I don't care if its bassically 3rd world. A country without a drinking age is a country without a drinking age.
Literally getting boned by my flask right now. I didn't really think about this whole sneaking past security in a skin tight dress.
I don't care what he thinks. My vagina has an open door policy.
the paramedic just looked at me like "you again?"
the bathroom floor of the diner looks a lot different when you're not rolling around and puking on it.
No, I don't think your idea of offering shots in exchange for bonus points to your history professor at B-Dubs was a good idea. Especially after you later told him that you would "tap that" in regards to his wife.
I just called the on campus pharmacy and asked the pharmacist to tell me how each one of my medications will react with "excess alcohol consumption". And I'm not even ashamed...I've reached a new low.
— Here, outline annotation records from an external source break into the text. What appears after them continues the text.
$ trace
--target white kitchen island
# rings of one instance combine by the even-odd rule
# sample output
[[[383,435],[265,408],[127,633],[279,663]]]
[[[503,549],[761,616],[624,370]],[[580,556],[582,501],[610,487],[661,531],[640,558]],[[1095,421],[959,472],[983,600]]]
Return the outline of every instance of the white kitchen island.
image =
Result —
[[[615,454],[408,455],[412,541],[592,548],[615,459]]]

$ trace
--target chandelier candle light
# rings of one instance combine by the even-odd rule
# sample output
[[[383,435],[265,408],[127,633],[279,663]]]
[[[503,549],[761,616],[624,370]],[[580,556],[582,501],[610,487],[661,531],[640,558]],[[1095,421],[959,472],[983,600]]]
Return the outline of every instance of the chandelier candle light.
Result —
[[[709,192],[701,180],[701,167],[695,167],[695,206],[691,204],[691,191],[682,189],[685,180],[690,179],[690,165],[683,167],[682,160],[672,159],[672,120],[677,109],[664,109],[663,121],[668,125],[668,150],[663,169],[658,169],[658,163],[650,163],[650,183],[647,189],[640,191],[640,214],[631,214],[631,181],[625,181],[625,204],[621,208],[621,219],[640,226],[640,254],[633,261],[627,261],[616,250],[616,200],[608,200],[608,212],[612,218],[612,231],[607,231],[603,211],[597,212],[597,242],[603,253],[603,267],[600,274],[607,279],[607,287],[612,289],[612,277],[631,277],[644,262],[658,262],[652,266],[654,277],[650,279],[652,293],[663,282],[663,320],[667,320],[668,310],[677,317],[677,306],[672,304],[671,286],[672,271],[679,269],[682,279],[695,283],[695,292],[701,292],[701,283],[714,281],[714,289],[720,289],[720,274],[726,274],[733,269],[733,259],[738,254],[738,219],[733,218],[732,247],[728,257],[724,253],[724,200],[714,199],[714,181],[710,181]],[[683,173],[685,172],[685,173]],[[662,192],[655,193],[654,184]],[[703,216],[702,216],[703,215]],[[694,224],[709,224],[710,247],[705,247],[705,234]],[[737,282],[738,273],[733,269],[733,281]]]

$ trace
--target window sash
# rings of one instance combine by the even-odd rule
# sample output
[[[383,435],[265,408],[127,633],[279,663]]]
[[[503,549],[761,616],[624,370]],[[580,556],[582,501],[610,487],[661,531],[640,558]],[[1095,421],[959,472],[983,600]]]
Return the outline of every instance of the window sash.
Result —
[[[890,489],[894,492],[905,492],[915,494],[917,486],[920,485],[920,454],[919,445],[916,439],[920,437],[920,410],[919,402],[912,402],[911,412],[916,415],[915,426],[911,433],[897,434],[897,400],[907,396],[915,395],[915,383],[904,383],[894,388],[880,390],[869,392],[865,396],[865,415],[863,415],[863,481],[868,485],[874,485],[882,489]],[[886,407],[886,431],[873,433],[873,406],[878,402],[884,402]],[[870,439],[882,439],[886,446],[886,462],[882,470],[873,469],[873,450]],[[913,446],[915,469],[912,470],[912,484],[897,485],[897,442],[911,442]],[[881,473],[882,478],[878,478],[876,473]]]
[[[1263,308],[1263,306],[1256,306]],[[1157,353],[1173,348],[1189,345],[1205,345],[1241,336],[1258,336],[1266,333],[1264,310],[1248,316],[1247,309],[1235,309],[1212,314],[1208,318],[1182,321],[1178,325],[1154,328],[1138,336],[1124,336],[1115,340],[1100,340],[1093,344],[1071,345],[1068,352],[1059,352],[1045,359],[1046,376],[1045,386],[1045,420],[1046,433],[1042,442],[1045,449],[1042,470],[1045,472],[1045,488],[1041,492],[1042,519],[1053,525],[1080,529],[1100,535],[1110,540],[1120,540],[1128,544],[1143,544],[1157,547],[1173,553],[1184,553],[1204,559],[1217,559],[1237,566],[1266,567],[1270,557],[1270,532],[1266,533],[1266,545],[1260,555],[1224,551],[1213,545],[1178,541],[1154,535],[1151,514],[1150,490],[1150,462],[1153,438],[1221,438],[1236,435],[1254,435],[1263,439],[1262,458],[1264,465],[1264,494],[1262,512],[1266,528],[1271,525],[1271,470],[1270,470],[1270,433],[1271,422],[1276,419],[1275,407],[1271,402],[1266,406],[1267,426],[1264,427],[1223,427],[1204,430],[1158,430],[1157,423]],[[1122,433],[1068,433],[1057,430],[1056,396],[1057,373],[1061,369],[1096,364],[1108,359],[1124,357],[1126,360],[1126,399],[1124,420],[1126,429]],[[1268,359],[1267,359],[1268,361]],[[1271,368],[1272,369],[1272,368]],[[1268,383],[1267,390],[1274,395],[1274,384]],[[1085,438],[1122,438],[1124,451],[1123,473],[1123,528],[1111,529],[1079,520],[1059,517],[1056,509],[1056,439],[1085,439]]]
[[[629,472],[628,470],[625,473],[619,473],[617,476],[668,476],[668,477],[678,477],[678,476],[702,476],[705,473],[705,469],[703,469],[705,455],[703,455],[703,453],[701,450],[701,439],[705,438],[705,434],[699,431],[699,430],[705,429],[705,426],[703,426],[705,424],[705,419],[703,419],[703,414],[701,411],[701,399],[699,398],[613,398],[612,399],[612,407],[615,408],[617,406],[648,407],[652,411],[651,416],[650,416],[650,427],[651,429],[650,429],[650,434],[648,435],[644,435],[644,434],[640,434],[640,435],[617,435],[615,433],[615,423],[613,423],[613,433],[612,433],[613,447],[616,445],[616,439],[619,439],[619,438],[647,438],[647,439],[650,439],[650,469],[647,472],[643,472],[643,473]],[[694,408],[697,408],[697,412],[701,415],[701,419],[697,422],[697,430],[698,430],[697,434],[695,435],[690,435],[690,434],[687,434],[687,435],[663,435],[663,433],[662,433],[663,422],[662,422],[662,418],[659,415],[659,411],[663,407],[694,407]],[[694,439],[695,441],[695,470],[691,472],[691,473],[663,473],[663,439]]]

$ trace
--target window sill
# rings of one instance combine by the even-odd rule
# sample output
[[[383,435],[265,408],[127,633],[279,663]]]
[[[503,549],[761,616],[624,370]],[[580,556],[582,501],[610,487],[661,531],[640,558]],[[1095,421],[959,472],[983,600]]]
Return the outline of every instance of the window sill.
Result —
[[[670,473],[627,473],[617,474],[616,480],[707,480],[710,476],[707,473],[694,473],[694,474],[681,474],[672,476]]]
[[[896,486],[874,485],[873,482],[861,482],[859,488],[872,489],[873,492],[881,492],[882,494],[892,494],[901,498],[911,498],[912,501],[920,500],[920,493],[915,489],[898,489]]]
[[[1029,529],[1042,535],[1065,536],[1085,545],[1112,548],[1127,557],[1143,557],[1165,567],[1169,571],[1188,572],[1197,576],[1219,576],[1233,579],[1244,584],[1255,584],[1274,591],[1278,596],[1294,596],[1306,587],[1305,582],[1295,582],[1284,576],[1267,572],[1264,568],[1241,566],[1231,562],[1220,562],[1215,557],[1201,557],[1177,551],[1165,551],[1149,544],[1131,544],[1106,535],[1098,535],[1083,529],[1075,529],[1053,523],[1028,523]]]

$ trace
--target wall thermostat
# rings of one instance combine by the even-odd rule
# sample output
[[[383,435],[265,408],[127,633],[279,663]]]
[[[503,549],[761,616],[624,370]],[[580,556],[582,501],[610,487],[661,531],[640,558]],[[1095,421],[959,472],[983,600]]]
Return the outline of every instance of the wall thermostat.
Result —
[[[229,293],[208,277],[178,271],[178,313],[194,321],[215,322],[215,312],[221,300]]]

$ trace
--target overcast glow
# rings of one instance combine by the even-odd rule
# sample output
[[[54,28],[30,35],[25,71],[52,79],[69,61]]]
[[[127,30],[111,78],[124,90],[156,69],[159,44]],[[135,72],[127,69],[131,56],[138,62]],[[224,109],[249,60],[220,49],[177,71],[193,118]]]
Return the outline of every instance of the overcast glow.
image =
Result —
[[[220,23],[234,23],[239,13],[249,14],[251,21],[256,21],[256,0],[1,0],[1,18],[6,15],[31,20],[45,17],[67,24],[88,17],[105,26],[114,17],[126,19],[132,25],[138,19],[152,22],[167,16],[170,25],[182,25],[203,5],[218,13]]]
Carving a pumpkin in a gay bar at 2am. How did my life get to be this way.
In other news my cocaine dealer got arrested for heaving some kid out of a fourth story window.
Literally too hungover to clean. I'll get the frosting off the table tomorrow, ok?
CSI Miami is on and the guy is trying to save this woman who got shot. By stripping off his shirt & belt. THE WOMAN NEEDS YOUR PANTS OFF TOO
Please tell me that I didn't call you to say I was swimming in outter space
Just passed the animal clinic parking lot I had to pull over to puke in during welcome week. I can almost hear the dogs barking at my shame again.
We have angered the beer gods. It feels like I'm shitting angry cats.
Want to meet at a cool spot and just park like cops side-by-side and you can eat some potatoes and I can smoke a cigarette in your face?